• I have a fairly substantial 16gb AMD GPU, and when I load in Llama 3.1 8B Instruct 128k (Q4_0), it gives me about 12 tokens per second. That’s reasonably fast enough for me, but only 50% faster than CPU (which I test by loading mlabonne’s abliterated Q4_K_M version, which runs on CPU in GPT4All, though I have no idea if that’s actually meant to be comparable in performance).

    Then I load in Nous Hermes 2 Mistral 7B DPO (also Q4_0) and it blazes through at 50+ tokens per second. So I don’t really know what’s going on there. Seems like performance varies a lot from model to model, but I don’t know enough to speculate why. I can’t even try Gemma2 models, GPT4All just crashes with them. I should probably test Alpaca to see if these perform any different there…

    • Hi I just wanted let you know that I managed to get Gemma 2 model to work (didn’t work previously too).

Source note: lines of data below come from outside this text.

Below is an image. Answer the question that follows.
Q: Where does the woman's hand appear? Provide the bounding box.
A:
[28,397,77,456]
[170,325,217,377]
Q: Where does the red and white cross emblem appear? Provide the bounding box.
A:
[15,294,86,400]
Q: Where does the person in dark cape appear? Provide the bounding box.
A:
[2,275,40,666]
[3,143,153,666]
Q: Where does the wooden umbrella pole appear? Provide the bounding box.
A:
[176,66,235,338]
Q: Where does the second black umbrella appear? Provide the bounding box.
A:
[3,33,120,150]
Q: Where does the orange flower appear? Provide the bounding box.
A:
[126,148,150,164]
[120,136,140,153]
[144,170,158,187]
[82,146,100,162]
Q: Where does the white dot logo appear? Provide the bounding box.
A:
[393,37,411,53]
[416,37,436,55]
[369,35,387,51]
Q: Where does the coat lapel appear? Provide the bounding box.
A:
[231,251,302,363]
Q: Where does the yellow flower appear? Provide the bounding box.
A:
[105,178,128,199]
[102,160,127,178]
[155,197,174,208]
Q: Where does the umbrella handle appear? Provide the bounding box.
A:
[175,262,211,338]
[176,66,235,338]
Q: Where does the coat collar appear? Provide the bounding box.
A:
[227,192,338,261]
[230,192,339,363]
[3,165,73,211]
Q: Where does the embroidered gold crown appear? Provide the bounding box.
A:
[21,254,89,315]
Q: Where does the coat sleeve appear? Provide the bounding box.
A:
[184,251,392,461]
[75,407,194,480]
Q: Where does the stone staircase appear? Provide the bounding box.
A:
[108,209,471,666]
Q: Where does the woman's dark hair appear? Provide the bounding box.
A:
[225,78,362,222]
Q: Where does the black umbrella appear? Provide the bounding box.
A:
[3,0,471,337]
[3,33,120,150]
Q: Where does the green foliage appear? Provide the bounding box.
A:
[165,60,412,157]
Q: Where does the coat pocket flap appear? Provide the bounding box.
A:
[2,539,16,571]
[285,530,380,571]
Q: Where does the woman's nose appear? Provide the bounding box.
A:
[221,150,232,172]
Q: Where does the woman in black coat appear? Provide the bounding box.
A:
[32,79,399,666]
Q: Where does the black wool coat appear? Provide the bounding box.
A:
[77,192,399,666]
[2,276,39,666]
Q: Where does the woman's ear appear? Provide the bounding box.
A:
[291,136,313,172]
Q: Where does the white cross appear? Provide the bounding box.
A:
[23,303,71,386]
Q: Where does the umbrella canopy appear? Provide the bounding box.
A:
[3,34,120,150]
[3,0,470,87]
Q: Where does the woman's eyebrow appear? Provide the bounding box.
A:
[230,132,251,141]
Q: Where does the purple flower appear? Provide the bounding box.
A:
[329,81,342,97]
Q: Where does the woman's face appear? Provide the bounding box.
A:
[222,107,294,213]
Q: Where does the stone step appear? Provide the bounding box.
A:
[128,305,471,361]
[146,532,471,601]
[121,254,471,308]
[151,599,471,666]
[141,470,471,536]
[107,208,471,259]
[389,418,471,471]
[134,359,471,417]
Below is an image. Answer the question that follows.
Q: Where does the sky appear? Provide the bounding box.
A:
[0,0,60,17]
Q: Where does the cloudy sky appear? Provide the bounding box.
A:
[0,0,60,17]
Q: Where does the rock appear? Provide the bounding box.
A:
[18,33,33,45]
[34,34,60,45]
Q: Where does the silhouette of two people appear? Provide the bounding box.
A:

      These are the new ones Gemma 2. I wasn’t 100% sure first, so looked up at Gemma models list: https://ai.google.dev/gemma/docs/get_started and the only 9b variants are the new Gemma 2 versions (Edit: I mislooked. There are Gemma 1 versions with 9b too, so never mind this comment. ). If this works on my low end GPU, it should work on yours too.

    • Wow it got worse for me. Maybe through last update? Is this probably related to he application? Now I get 12 t/s on my CPU and switching to GPU it’s only 1.5 t/s. Something is fishy. With Nous hermes 2 Mistral 7B DPO with q4 I get 33 t/s (I believe it was up to 44 before).

      Now I’m curious if this will happen with a different application too, but I have nothing else than GPT4All installed.

      • Unfortunately I can’t even test Llama 3.1 in Alpaca because it refuses to download, showing some error message with the important bits cut off.

        That said, the Alpaca download interface seems much more robust, allowing me to select a model and then select any version of it for download, not just apparently picking whatever version it thinks I should use. That’s an improvement for sure. On GPT4All I basically have to download the model manually if I want one that’s not the default, and when I do that there’s a decent chance it doesn’t run on GPU.

        However, GPT4All allows me to plainly see how I can edit the system prompt and many other parameters the model is run with, and even configure multiple sets of parameters for the same model. That allows me to effectively pre-configure a model in much more creative ways, such as programming it to be a specific character with a specific background and mindset. I can get the Mistral model from earlier to act like anything from a very curt and emotionally neutral virtual intelligence named Jarvis to a grumpy fantasy monster whose behavior is transcribed by a narrator. GPT4All can even present an API endpoint to localhost for other programs to use.

        Alpaca seems to have some degree of model customization, but I can’t tell how well it compares, probably because I’m not familiar with using ollama and I don’t feel like tinkering with it since it doesn’t want to use my GPU. The one thing I can see that’s better in it is the use of multiple models at the same time; right now GPT4All will unload one model before it loads another.

        • That’s quite unfortunate. Alpaca needs to support those explicitly to work with the new 3.1 128k models; GPT4All was not compatible with it before update either. There was a bug in some library they was using and needed a patch. So maybe that’s why you can’t use the new Llama 3.1 in Alpaca. (Edit: Never mind. On the webpage they advertise and talk about 3.1 being working, so a wrong guess by me probably.)

          Actually that sounds very useful and I missed that option, to be able to select from a set of related models. One thing that GPT4All can also do is, analyzing text files and then using the data to ask questions about it. It will also output the exact lines of the file in relation to the answer. I only experimented a little bit with this, but sounds useful too. The team also experiments and works on a web search using, but no idea how that would work with a local model if ever.